Quella delle competenze tuttavia è la parte del problema più complessa da risolvere; è strutturale e di non rapida risoluzione perché richiede formazione sul personale e interventi sul sistema scolastico/ accademico.
Cosa possono fare allora le aziende?

Prima di tutto affrontare il problema in modo strutturale non farsi sedurre dalla soluzione più facile e a portata di mano. Al di la delle lacune evidenti che vanno risolte velocemente, bisogna essere consapevoli che ogni industry ed ogni azienda ha le sue peculiarità e per mettere in campo una trasformazione efficace bisogna identificare ed analizzare i processi chiave e comprendere come questi possano essere migliorati, snelliti, velocizzati o resi più efficienti; idealmente si potrebbe arrivare a sconvolgere totalmente una catena del valore o un servizio.

Accedere alle competenze sul mercato, che seppur scarse ci sono. Se non si possono portare in azienda con un’assunzione si possono reperire ed acquistare come servizio e fare in modo che affianchino e supportino
anche la crescita delle risorse in struttura
.

Partire con uno scope ampio: se non avete gli strumenti in azienda per capire quale direzione prendere non andatevi a chiudere in un angolo con un iper-specialista, fatevi dare un supporto esterno per selezionare i partner più adatti.

La contaminazione in questo caso è un bene! Non tutte le industry sono allo stesso livello di maturità (e come abbiamo visto non tutti i paesi), riuscire ad attrarre in azienda talenti da altri settori o da altri paesi può portare un impatto immediato. Soluzioni adottate in contesti diversi possono essere mutuate rapidamente e dare risultati anche nel breve termine.

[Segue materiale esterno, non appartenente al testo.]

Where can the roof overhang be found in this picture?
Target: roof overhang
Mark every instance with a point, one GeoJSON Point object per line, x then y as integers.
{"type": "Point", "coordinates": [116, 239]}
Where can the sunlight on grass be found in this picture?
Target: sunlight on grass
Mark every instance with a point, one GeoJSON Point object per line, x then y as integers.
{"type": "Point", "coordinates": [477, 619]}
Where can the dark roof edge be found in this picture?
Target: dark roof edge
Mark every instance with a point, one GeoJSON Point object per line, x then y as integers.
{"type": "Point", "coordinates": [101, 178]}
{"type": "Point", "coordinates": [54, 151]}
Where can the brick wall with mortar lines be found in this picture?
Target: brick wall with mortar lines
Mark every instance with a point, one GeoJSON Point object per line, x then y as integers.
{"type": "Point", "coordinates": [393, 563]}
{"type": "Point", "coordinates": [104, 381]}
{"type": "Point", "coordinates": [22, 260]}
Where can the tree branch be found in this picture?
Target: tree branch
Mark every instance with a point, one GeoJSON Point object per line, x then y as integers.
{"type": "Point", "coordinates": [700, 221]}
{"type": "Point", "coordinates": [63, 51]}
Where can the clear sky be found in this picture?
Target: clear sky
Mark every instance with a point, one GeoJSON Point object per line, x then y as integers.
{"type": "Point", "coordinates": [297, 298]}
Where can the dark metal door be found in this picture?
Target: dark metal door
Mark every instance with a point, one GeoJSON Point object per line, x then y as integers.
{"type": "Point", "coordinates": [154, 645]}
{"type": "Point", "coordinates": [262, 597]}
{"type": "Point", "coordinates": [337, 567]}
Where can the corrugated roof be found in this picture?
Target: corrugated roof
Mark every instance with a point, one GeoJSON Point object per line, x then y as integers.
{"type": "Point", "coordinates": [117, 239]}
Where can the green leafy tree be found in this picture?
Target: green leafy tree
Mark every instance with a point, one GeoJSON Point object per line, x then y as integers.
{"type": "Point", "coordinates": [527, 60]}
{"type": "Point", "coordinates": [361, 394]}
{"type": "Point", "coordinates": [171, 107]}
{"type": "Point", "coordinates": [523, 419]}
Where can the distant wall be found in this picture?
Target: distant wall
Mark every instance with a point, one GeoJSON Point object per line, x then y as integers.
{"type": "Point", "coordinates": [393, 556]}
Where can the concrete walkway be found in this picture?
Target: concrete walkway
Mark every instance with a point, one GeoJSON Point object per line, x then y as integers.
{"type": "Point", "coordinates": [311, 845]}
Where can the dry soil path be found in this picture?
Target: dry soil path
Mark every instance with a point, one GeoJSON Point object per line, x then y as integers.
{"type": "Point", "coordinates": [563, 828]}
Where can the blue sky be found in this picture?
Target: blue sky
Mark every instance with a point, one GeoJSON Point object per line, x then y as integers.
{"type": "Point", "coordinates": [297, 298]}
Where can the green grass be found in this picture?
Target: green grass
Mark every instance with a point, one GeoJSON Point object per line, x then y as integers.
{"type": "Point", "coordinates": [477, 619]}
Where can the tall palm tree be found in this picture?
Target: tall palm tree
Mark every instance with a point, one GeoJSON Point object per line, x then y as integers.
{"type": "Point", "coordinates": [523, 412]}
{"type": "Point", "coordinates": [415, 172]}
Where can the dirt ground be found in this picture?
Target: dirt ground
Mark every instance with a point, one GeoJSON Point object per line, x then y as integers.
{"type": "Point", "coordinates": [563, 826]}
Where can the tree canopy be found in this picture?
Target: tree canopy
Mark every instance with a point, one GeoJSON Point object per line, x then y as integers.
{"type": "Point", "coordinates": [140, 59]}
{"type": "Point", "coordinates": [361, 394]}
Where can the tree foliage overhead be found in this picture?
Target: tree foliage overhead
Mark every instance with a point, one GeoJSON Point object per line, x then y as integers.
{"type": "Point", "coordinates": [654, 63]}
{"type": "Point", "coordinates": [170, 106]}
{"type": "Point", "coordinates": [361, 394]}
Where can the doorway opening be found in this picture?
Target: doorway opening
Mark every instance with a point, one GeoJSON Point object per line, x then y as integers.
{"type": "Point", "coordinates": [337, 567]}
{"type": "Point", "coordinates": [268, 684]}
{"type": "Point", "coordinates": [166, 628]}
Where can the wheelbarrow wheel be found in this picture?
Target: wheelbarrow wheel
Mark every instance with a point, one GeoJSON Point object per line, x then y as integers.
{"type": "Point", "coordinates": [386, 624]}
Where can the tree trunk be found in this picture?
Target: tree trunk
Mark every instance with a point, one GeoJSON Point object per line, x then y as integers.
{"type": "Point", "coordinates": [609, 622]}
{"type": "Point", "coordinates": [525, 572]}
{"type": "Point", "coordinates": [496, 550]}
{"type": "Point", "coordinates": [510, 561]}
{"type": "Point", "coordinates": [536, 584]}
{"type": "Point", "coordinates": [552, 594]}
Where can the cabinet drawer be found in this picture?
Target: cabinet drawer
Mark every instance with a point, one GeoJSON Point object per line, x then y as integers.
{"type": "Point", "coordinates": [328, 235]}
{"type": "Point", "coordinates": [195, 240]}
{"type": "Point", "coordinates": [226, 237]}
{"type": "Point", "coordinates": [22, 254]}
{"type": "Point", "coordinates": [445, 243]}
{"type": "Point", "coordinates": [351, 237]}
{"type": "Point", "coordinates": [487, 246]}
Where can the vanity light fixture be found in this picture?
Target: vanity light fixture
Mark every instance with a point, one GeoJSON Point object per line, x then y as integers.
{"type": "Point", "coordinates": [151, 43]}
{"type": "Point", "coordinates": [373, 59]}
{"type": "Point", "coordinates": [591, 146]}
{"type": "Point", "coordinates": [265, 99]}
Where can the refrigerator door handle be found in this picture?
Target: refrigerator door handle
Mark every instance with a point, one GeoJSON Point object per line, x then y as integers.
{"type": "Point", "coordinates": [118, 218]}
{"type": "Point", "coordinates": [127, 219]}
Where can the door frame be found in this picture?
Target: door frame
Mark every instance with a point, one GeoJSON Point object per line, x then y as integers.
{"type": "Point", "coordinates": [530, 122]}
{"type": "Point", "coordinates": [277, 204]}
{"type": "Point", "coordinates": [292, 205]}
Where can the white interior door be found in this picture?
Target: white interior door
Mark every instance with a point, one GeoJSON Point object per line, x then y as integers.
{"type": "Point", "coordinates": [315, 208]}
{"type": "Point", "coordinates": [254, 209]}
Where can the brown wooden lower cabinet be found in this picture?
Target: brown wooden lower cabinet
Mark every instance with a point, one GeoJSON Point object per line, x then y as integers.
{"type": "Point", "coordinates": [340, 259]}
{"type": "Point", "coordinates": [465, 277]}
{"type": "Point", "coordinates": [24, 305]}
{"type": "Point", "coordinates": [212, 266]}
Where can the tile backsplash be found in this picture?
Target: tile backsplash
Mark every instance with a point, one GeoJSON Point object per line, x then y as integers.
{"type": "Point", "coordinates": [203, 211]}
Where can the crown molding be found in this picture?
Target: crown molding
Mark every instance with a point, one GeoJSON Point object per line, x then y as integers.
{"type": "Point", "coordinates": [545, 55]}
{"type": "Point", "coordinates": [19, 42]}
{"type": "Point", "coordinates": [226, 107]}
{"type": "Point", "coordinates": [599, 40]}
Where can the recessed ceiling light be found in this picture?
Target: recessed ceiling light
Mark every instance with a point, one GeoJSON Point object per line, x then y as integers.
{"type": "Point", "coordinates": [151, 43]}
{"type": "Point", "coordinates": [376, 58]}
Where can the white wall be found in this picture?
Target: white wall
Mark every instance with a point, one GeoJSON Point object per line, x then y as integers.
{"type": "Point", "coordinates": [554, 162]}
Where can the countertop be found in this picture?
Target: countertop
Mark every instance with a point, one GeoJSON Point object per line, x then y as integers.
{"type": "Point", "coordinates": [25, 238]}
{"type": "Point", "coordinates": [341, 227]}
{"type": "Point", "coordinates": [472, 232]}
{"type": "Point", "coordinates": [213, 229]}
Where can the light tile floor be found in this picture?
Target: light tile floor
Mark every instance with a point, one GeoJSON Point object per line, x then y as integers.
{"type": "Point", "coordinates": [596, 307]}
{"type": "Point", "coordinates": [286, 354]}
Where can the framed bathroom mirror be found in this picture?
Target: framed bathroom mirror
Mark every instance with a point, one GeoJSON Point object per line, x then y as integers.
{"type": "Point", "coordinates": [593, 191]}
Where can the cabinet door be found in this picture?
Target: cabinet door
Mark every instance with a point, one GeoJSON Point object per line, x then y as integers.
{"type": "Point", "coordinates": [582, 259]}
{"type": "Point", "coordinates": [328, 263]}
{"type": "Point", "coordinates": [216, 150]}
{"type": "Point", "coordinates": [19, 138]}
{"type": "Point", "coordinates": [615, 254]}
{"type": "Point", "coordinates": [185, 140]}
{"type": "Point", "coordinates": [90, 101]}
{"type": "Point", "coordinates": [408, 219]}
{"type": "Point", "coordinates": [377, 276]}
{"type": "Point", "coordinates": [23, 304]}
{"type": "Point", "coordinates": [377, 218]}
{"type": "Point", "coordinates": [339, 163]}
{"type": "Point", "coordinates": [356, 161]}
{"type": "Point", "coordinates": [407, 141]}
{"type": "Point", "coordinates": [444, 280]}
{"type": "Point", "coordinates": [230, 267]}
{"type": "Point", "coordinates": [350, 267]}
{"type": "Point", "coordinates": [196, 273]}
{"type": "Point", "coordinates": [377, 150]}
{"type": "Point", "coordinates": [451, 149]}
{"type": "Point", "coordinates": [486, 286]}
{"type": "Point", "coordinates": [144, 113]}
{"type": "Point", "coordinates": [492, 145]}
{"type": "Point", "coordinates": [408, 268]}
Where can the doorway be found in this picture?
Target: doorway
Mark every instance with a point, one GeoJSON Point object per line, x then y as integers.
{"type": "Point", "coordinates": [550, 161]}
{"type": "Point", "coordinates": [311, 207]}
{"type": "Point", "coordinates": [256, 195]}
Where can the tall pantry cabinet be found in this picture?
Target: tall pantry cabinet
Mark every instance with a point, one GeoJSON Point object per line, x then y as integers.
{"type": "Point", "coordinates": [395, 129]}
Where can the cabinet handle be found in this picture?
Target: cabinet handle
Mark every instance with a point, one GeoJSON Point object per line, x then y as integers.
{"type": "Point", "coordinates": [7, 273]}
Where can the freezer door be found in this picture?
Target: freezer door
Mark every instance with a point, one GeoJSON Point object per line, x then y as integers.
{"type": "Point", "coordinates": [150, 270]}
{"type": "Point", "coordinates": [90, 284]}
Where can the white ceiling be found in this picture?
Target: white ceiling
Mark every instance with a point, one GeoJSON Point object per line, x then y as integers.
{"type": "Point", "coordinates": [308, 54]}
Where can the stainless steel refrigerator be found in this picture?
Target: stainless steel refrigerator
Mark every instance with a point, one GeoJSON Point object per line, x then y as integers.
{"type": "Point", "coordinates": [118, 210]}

Non pensare al Digital come una funzione/ entità aziendale a sé. Perché sia efficace una funzione Digital deve comprendere le dinamiche aziendali e del business, e la sua cultura permeare tutti i livelli dell’organizzazione. Un
buon metodo può essere quello di partire con team multi disciplinari e multi funzione che aiutino ad identificare le soluzioni veramente rilevanti per una azienda/ business e a farle calare più velocemente nell’organizzazione.

Il Digital può essere davvero un acceleratore della ripartenza; da solo non basta servono coraggio, lungimiranza e inventiva e quella a noi italiani non manca di certo.

Fonti: European Commission, EY Digital Manufacturing Maturity Index 2019.